3. Contingence et finitude
Le terme d'évolution prend un sens spécifiquement philosophique qui n'est plus celui d'une théorie scientifique ; mais comme il est en lien avec elle, il ouvre sur une philosophie de la nature renouvelée dont le coeur est le concept de vie. La philosophie n'est plus centrée comme dans la pensée européenne à l'âge classique sur la matière à partir des succès de la physique fondamentale, mais sur la richesse de la vie dans l'ordre de la Lebenswelt. Cette conclusion renvoie à une philosophie générale concernant le devenir. La philosophie de l'histoire naturelle privilégie le temps interne aux organismes au détriment du temps des mesures physiques qui reste extérieur au vivant.
La théorie de l'évolution est basée sur une vision du temps qui renverse la vision spatiale qui domine le monde de la physique fondamentale. En ce sens, elle s'écarte de la pensée antique qui privilégie l'éternel et l'immuable comme figure absolue de la perfection. Elle induit une philosophie du temps originale. Elle confirme le bien fondé de la révolution scientifique post-chrétienne des XVIIe et XVIIIe qui a aboli le temps circulaire de la répétition perpétuelle pour le remplacer par une vision progressiste du devenir.
Or le temps est une réalité dont le passage est ambivalent : le temps use et le temps apporte du nouveau ! Les philosophies de l'évolution se situent sur la ligne de crête d'une philosophie de la nature où la notion de temps joue le rôle majeur. Ceci pose la question métaphysique de la nouveauté inscrite dans la finitude du donné matériel. La question de la création apparaît ainsi dans le droit fil de la réflexion sur l'évolution comme théorie scientifique et comme philosophie de la nature.
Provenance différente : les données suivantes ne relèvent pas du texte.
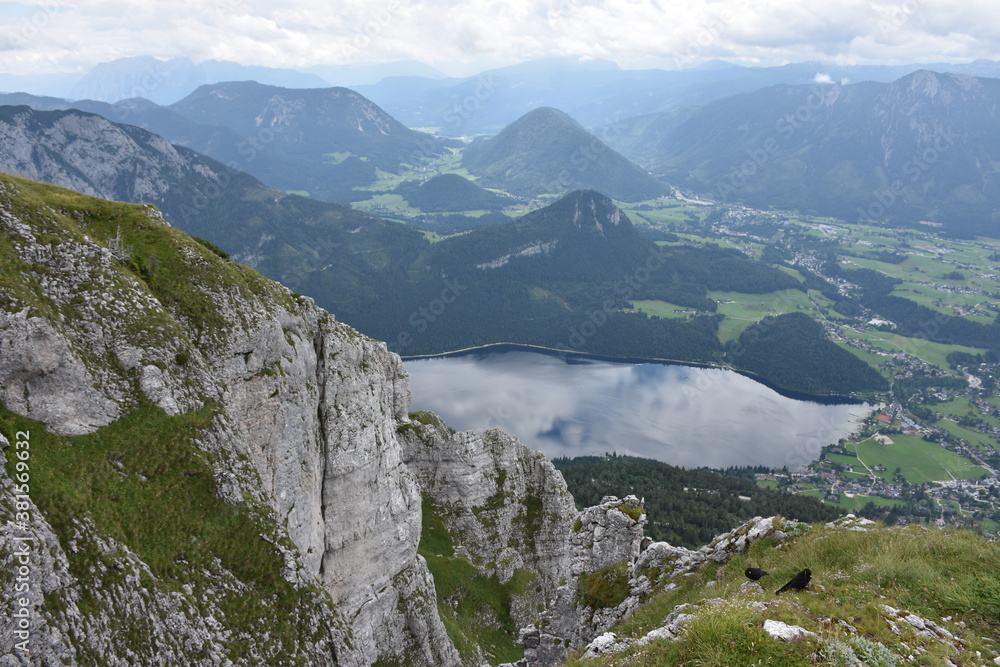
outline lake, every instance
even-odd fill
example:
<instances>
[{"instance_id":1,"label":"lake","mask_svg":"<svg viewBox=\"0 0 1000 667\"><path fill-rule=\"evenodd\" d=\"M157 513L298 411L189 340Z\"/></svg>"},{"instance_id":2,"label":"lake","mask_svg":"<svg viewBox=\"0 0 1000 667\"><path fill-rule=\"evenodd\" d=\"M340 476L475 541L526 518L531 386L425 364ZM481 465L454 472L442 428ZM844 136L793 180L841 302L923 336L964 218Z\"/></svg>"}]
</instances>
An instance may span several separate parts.
<instances>
[{"instance_id":1,"label":"lake","mask_svg":"<svg viewBox=\"0 0 1000 667\"><path fill-rule=\"evenodd\" d=\"M549 457L618 452L687 468L798 469L867 417L732 371L523 349L406 361L412 410L457 430L500 428ZM846 399L844 399L846 401Z\"/></svg>"}]
</instances>

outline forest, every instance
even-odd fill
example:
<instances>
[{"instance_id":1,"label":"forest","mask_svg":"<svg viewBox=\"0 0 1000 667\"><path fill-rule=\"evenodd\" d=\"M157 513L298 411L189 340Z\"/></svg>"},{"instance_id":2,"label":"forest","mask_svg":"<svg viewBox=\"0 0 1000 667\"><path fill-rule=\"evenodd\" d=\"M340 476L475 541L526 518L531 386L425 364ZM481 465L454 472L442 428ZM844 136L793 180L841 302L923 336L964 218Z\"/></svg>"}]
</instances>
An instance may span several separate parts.
<instances>
[{"instance_id":1,"label":"forest","mask_svg":"<svg viewBox=\"0 0 1000 667\"><path fill-rule=\"evenodd\" d=\"M645 500L646 535L689 549L708 544L755 516L817 522L842 514L816 498L759 487L749 469L723 474L614 453L561 457L553 463L578 508L597 505L604 496L635 495Z\"/></svg>"},{"instance_id":2,"label":"forest","mask_svg":"<svg viewBox=\"0 0 1000 667\"><path fill-rule=\"evenodd\" d=\"M805 313L766 317L726 348L737 367L808 394L886 391L878 371L826 337Z\"/></svg>"}]
</instances>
C'est l'objet de la troisième partie de cette étude dont le point de départ est que la théorie de l'évolution s'inscrit dans la perspective d'une philosophie de la nature qui s'écarte de la vision positiviste de la science car elle rompt avec le déterminisme. En outre, en explorant les ressources du vivant, elle s'attache à la question du sens de l'histoire et reconnaît l'irréductible unité du vivant. Aussi la recherche métaphysique doit-elle prendre pour point de départ les faits dont la théorie de l'évolution rend compte en s'interrogeant sur la question de l'unité du vivant et du sens des transformations qui l'affectent.